Peggy Outon, colleague: “I want to tell you a story that I think is really an important story about Kevin's legacy. So I'd only been here a year, so I didn't know much of anybody, and I was thinking that we needed to do a wage and benefits study for the nonprofit sector. … I asked Dr. Kearns if he would be a part of the committee that was working to design this study, so that we get the best possible information, and he graciously agreed to do that and help. And then there was a little pushback. Somebody from our funding agency did not want us to measure the difference between women’s salaries in nonprofits and men salaries, and they didn't want racial information included. And I will to the day I die, Kevin, love you for saying, ‘Oh no, I will not put my name on this on this effort if we do not get that information.’ That gave us the ability to gather that information which went on to become the 74% Project which has helped bring the attention of the community to pay equity issues for women in nonprofits. 74% of the nonprofit workforce is women. In 2010, when we began this particular effort, women were making 74 cents on the dollar, and in the last study that we did in 2021, it was 92 cents on the dollar. So, congratulations, Kevin, you helped women in the nonprofit sector in a demonstrable way and we are grateful to you.” 

Andrea Gruber, former student: “Congratulations from Hungary. It is really unbelievable that I took your nonprofit leadership course more than 20 years ago. Though we haven't been in touch for those decades, I very frequently think of you as I struggle with nonprofit existence in a now very authoritarian country. Thank you for the inspiration and instruction.” 

Vera Krekanova, colleague: "Thank you so much for your mentorship and friendship! I can trace everything I professionally accomplished here in Pittsburgh back to you. You were among the first people I met here and you gave me two of the most transformational career advice I so needed then. I owe you for a lot of things … but I will always love you for introducing John and me to sailing. Enjoy the transition to uncharted waters!” 

Briana Mihok, former student: “Dr. Kearns, prior to taking your Strategic Management class, I never would have considered that I had anything to offer to a nonprofit board. Your course and subsequent encouragement led me to a BoardWorks match program, and as a result I am now concluding my 12th year as a member of North Hills Community Outreach. Your class had such an impact on the trajectory of my life, and I can't help but think of the many, many other students who were similarly inspired by you. What an amazing ripple effect you have had on this community! Thank you for your care and support over the fifteen years I have known you!” 

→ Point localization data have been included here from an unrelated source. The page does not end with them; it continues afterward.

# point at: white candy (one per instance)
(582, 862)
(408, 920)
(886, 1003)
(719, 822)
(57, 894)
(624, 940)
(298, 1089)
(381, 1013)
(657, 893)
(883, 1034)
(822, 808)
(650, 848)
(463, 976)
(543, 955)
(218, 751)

Emily Francis, former student: “Dr. Kearns, Congratulations! After one conversation with you, I enrolled in any class you taught and joined the JI research team. It was because of the way you speak to people, about people and their work, and make an effort to listen that I wanted to learn from you as a human as much as I did as a student and professional. Those are some of the best decisions I made while at GSPIA. So thank you for showing such compassion while navigating complex discussions and for always looking to connect and empower others – you have had such an incredible impact on the nonprofit sector and countless people. I am so SO happy to be working at The Forbes Funds getting to see that impact every day. You are so appreciated. This is so well deserved!" 

Wesley Speary, former student: “I would say that Dr. Kearns casts a long shadow, but, based on my experience, he only spreads light, not darkness."